A picture of the Palestine that flourished before the advent of the Israelites, and a contrasting view of the Palestine of today, have been brought back by Dr. Elihu Grant, professor of Biblical literature at Haverford College.

Dr. Grant was associate director of the archaeological expedition undertaken by the Pacific School of Religion, Berkeley, Calif., at the site of ancient Mizpah, eight miles from Jerusalem, where the Prophet Samuel proclaimed Saul the first King of the Isrealites, Dr. William F. Bade, dean of the Pacific school was director of the expedition.

A large section of the old city wall was uncovered, together with many cisterns, wells, storehouses, dwellings and tombs, some of the latter going back to the Bronze Age, and revealing a high degree of civilization.

The cost of excavating has gone up, Dr.
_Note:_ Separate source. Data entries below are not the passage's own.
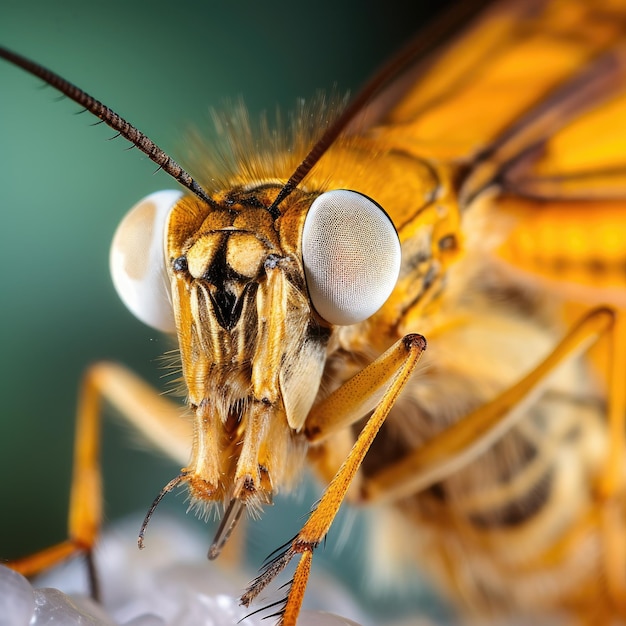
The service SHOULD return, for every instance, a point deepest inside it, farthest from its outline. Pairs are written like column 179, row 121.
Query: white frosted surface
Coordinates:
column 167, row 584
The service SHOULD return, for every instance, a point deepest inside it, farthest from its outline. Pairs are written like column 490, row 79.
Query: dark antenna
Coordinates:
column 425, row 42
column 112, row 119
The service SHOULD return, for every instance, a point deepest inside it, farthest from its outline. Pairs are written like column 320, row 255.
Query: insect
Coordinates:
column 506, row 448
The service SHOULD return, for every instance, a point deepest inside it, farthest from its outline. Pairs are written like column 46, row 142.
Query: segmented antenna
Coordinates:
column 112, row 119
column 418, row 48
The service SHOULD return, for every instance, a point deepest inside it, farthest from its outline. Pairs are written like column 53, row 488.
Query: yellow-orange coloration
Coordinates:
column 501, row 160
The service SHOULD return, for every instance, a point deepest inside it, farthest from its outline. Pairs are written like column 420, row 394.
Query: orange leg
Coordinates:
column 394, row 368
column 461, row 443
column 157, row 418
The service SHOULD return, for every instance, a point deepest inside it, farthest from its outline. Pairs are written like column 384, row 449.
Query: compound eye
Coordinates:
column 351, row 256
column 138, row 262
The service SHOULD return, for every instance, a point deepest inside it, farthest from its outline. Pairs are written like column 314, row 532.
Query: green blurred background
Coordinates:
column 64, row 187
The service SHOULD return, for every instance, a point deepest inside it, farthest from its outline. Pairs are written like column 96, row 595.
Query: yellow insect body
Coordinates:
column 500, row 161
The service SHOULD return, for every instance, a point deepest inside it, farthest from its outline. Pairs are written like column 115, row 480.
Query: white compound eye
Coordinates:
column 351, row 255
column 137, row 261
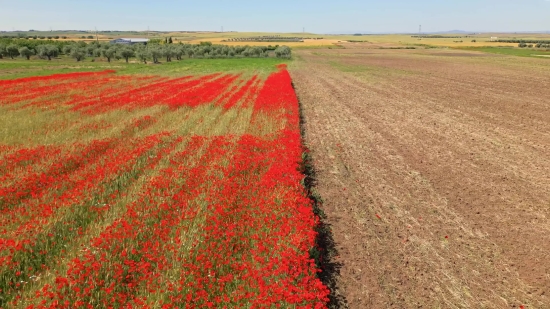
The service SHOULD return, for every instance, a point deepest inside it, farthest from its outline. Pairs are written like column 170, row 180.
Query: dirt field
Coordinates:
column 434, row 167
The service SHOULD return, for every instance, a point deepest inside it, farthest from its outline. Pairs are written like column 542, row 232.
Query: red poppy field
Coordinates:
column 133, row 191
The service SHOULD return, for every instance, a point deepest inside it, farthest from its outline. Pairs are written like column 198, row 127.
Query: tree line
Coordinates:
column 523, row 41
column 143, row 53
column 538, row 45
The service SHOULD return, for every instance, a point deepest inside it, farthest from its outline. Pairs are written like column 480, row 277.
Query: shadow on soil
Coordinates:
column 325, row 249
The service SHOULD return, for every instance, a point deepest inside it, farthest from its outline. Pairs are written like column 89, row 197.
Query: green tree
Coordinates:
column 12, row 50
column 126, row 53
column 108, row 53
column 3, row 51
column 78, row 54
column 25, row 52
column 47, row 50
column 283, row 52
column 67, row 49
column 142, row 54
column 155, row 53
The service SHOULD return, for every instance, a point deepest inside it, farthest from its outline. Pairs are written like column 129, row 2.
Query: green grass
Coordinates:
column 18, row 68
column 509, row 51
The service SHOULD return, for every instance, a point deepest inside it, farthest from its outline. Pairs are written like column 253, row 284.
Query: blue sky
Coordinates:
column 319, row 16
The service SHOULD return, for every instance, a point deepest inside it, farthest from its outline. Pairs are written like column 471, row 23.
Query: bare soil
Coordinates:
column 435, row 174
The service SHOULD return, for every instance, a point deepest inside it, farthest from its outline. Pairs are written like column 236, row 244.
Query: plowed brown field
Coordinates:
column 434, row 167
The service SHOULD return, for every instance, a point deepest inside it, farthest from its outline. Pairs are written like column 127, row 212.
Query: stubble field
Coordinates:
column 434, row 167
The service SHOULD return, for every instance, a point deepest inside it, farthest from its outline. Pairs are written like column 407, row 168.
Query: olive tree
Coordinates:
column 47, row 50
column 108, row 53
column 142, row 54
column 67, row 49
column 126, row 53
column 3, row 51
column 26, row 52
column 155, row 53
column 12, row 50
column 283, row 52
column 78, row 53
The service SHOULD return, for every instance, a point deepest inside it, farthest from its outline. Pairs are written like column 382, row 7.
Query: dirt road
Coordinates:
column 434, row 166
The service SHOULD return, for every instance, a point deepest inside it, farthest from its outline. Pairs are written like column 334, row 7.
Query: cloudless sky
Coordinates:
column 319, row 16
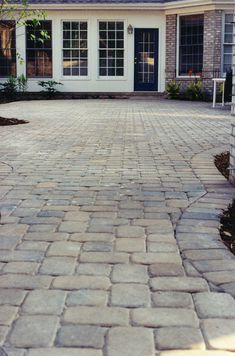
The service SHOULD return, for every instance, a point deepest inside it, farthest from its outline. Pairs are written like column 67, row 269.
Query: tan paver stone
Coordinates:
column 46, row 236
column 64, row 248
column 130, row 341
column 87, row 297
column 103, row 316
column 12, row 296
column 130, row 245
column 152, row 257
column 21, row 267
column 81, row 282
column 196, row 353
column 91, row 236
column 3, row 333
column 58, row 266
column 64, row 352
column 130, row 295
column 129, row 273
column 77, row 216
column 130, row 231
column 7, row 314
column 23, row 281
column 44, row 302
column 95, row 269
column 179, row 337
column 159, row 317
column 184, row 284
column 214, row 305
column 34, row 331
column 73, row 226
column 172, row 299
column 166, row 269
column 81, row 335
column 219, row 333
column 220, row 277
column 210, row 254
column 104, row 257
column 161, row 247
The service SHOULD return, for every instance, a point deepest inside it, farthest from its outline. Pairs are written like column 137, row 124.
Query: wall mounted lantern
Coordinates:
column 129, row 29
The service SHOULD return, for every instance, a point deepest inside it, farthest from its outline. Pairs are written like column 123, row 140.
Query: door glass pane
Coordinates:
column 146, row 57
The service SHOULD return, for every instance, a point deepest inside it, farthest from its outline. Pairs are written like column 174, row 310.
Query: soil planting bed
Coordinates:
column 227, row 228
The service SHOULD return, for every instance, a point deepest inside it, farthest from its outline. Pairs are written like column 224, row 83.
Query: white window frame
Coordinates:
column 178, row 43
column 75, row 77
column 113, row 78
column 222, row 40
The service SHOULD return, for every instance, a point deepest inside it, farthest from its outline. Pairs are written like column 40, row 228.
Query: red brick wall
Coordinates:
column 212, row 49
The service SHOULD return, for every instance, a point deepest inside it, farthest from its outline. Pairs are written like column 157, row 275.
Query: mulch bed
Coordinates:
column 6, row 121
column 227, row 228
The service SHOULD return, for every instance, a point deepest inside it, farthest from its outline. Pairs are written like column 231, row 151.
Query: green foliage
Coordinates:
column 194, row 90
column 14, row 88
column 173, row 89
column 10, row 88
column 22, row 82
column 228, row 86
column 49, row 87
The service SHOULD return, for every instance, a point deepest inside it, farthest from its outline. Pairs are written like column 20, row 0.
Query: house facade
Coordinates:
column 121, row 46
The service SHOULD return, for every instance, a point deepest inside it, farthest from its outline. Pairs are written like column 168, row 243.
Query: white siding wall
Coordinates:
column 138, row 19
column 232, row 139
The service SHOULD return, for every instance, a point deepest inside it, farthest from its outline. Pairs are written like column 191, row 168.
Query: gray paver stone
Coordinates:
column 87, row 297
column 44, row 302
column 179, row 338
column 81, row 335
column 34, row 331
column 219, row 333
column 130, row 295
column 130, row 341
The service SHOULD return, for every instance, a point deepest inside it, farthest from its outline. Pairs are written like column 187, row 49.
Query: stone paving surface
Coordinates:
column 109, row 240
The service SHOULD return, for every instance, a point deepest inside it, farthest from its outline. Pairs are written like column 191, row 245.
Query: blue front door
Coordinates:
column 146, row 59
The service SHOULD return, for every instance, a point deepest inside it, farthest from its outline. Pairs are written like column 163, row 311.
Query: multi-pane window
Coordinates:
column 75, row 48
column 7, row 48
column 191, row 44
column 228, row 42
column 39, row 50
column 111, row 48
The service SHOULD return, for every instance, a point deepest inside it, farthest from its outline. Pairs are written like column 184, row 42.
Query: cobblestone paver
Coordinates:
column 109, row 240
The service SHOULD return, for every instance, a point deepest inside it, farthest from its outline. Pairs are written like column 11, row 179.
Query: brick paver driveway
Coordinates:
column 109, row 232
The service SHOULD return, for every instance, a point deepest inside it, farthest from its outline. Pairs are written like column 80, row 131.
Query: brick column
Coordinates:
column 171, row 42
column 212, row 53
column 232, row 140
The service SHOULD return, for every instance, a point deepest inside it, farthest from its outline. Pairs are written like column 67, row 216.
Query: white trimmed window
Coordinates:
column 191, row 28
column 75, row 48
column 111, row 49
column 228, row 42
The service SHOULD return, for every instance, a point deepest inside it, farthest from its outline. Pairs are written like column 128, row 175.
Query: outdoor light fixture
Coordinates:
column 129, row 29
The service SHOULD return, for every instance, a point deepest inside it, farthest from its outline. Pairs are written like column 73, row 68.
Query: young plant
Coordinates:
column 194, row 90
column 22, row 82
column 49, row 87
column 173, row 89
column 10, row 88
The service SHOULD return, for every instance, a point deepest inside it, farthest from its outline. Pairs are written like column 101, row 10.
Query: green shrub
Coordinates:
column 10, row 88
column 228, row 86
column 49, row 87
column 173, row 89
column 194, row 90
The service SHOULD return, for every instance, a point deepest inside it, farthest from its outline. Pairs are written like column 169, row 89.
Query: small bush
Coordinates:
column 10, row 88
column 173, row 89
column 49, row 87
column 194, row 90
column 228, row 86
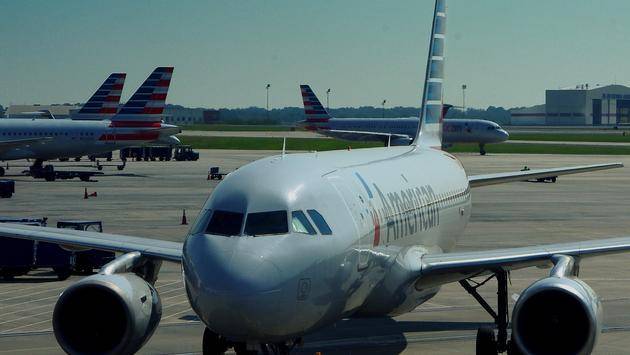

Grant discovered. Where native laborers formerly received 15 to 18 cents a day, they now receive 50 cents and upward. In addition to paying high wages, the modern archaeologist in Palestine finds himself also playing the role of benefactor to the native farmer on whose lands he is digging.

Beneath the rocky top soil that covers the site of some long-dead city, the archaeologist finds layer on layer of rich soil in which are hidden the pottery fragments and other remains from which he is able to reconstruct the life of another age. When careful sifting of this earth has given him all that he is seeking, he has it carried out and spread upon the land, filling up his deep excavations with rock and other surface debris.

As a result of this custom, Dr. Grant and his co-workers received a cordial invitation to return. They had given back to cultivation three acres of ground in a land where every inch of fertile soil is precious.